Ignore nuclear hype, renewables are our future
Judith Sloan can make an argument with great passion, wit and confidence. “Read my lips,” she wrote on The Australian oped page in 2016. “Australia won’t meet its renewable energy target by 2020. In fact, it won’t get within cooee of 33,000 gigawatt hours of electricity.”
Spoiler alert. In 2019 sufficient renewable capacity was delivered to exceed the 33 terawatt hours renewable energy target, despite an investment rut brought about by Tony Abbott’s unsuccessful push to scrap the target.
To be fair to Sloan, she wasn’t alone in her misplaced pessimism. Other media outlets gave plenty of coverage in 2016 to BIS Shrapnel’s very confident assertion that it was “highly doubtful the 2020 target of 33,000 gigawatt hours can be achieved”.
It all sounds eerily familiar, doesn’t it?

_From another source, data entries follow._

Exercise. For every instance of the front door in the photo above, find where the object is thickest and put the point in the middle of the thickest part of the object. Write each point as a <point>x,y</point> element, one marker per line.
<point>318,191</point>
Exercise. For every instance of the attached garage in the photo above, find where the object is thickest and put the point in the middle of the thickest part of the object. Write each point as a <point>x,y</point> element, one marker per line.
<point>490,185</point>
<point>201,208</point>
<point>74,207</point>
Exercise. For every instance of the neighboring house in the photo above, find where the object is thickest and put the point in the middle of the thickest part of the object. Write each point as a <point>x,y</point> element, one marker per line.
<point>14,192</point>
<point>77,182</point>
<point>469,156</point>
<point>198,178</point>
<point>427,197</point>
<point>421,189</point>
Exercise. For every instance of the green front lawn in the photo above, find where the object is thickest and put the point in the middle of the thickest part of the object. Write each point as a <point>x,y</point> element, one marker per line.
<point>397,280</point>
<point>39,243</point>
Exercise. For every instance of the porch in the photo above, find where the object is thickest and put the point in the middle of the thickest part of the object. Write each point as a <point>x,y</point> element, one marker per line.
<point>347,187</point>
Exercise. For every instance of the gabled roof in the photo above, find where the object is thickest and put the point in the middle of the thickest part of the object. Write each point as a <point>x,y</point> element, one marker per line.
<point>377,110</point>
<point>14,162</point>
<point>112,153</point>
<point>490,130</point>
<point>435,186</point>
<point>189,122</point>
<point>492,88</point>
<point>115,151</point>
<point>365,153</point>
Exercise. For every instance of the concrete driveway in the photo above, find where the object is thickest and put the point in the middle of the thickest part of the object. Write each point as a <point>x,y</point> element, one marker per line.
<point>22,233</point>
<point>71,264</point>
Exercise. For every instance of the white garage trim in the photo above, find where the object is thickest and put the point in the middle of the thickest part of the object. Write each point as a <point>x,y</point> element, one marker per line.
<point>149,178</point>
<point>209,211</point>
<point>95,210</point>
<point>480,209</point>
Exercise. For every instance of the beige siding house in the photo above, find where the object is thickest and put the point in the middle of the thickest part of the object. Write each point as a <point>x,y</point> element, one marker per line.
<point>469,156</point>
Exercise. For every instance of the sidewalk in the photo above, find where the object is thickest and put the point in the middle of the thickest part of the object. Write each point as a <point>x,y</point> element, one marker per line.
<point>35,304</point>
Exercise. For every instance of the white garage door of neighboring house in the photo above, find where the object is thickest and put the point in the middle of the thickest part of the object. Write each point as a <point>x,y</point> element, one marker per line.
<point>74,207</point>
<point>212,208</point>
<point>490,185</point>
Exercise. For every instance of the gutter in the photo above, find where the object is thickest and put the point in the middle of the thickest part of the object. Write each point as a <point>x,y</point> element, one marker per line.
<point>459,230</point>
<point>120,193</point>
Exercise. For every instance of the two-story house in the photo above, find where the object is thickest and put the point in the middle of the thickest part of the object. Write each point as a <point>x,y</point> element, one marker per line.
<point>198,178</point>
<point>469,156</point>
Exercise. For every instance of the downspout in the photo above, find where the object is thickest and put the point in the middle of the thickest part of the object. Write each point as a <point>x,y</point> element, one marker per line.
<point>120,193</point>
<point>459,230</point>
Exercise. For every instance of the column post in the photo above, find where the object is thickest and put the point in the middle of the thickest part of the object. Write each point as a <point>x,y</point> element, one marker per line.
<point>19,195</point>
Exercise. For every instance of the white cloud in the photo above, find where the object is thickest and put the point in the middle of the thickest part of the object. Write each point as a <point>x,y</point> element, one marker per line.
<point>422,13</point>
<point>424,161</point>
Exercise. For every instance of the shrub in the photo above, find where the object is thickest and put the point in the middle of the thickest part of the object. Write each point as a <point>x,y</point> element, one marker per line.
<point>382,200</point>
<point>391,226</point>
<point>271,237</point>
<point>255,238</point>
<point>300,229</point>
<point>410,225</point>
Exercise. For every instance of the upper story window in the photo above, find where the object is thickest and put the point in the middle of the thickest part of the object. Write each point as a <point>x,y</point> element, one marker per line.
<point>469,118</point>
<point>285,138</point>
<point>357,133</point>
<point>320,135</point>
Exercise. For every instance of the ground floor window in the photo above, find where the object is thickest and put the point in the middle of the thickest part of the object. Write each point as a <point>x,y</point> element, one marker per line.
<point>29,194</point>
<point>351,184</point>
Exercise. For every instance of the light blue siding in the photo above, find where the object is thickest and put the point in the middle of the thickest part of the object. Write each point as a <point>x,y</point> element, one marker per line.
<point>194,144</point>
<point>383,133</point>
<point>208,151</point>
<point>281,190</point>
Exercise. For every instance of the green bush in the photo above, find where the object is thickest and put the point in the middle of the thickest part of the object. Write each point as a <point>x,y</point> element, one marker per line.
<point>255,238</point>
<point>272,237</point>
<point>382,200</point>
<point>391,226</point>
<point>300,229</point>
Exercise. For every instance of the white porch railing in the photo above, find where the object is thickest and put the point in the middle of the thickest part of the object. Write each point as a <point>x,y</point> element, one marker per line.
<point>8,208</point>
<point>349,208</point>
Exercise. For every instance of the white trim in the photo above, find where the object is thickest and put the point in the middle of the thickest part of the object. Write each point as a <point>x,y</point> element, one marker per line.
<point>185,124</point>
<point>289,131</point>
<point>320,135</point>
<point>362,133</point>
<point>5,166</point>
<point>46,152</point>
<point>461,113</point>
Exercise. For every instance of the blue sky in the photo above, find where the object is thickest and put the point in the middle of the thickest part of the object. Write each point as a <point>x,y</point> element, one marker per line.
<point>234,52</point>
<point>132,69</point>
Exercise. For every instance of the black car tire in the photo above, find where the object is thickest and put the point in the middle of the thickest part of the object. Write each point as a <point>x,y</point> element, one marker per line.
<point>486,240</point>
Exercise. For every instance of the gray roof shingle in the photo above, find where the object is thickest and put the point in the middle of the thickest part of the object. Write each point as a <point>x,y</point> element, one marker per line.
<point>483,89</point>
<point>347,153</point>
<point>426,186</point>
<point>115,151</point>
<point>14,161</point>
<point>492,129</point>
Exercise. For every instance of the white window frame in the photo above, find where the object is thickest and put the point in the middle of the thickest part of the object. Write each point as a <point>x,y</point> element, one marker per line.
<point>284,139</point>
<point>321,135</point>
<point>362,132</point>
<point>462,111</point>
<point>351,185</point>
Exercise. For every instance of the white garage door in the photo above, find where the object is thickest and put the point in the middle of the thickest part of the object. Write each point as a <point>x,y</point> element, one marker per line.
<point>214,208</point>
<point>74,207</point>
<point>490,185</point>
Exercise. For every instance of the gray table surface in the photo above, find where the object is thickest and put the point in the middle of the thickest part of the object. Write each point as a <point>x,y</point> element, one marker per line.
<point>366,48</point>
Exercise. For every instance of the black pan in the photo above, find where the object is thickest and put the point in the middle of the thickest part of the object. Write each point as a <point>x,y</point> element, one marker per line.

The same mindset that led so many to opine with certainty that Australia couldn’t reach a fairly modest target in 2020 has led exactly the same people to assert with even greater certainty that achieving 82 per cent renewables by 2030 is equally impossible. It’s fashionable in energy commentary to sit in the stalls like Statler and Waldorf and shout “it can’t be done”. Fashionable, but not productive or edifying.
If the country could achieve a 2020 target with a federal government that could be charitably described as lukewarm at best in its support for renewable energy, why would we write off our chances of achieving a 2030 target with a federal government that has support for renewable energy as a signature?
In one way, I’m glad there is discussion of 82 per cent as an ambitious target. After all, there are those who continue to claim our 43 per cent emissions reduction target, 82 per cent renewable energy target is nowhere near ambitious enough.
The fact is that neither extreme end of the argument is correct. Our targets are ambitious. But they are also achievable. Getting to 82 per cent is a big lift. It’s not easy. But it’s certainly doable.
It’s doable with the right policies, which we now have, and a laser-like focus on delivering. The former government talked about the need for more transmission but didn’t fund it. Our $20bn Rewiring the Nation plan unlocks important finance. Yes, there are challenges in rolling out transmission infrastructure. But finance was the first hurdle and now we are systematically working through implementation, including strengthening engagement with communities.
Likewise, the previous government waxed lyrical about the need to deliver a capacity investment mechanism, but it couldn’t reach agreement with the states on a delivery model. In our first 12 months we’ve delivered the model and have the first auction well under way. The Capacity Investment Mechanism will conservatively unleash six gigawatts of dispatchable renewable power. There is of course more to do. I recently announced we would develop further sectoral decarbonisation plans. The Energy and Electricity plan will be high on the list.
But, while we are getting on with the job, the latest bout of renewable doomerism comes with a new twist: the boosterism of nuclear energy. It’s hard to think of a worse-fitting solution for Australia than nuclear. It’s expensive, slow to build and not a flexible source of peaking and firming.
The joyfully pessimistic tones that fill this opinion page are often accompanied by an attack on Gencost, the independent analysis of the costs of Australia’s potential energy sources. The shadow minister for energy has even referred to it as “Labor’s Gencost”. A regrettable and unbecoming slur against the independence of AEMO and the CSIRO.
But the criticism is misplaced. As AEMO has said in response: “Recent media commentary that AEMO’s Integrated System Plan does not include transmission and storage, as well as generation costs associated with providing electricity to Australian customers, is wrong.”
Small modular reactors are small in one sense only: output. Even supporters of SMRs concede they can produce just 300 megawatts each. They are conservatively priced at at least $5bn each. That is a lot of dollars for not many megawatts.
To listen to the hype, you’d think there are SMRs all around the world and Australia is missing out. In fact there are only two demonstration SMRs in the world: one on a barge in Russia and one in China. There’s not a commercial SMR in operation anywhere in the world. And we are meant to think this is a viable solution for our energy needs in 2030? Peter Dutton can bet his energy plan on this unicorn if he wishes. We won’t be distracted by such nonsense.
I welcome the recognition that our plan to lift renewable energy to 82 per cent of our grid is ambitious. It is. A bit of ambition is exactly what our country needs after 10 years of denial and delay. Getting on with that ambition is exactly what we intend to do.
Chris Bowen is Minister for Climate Change and Energy.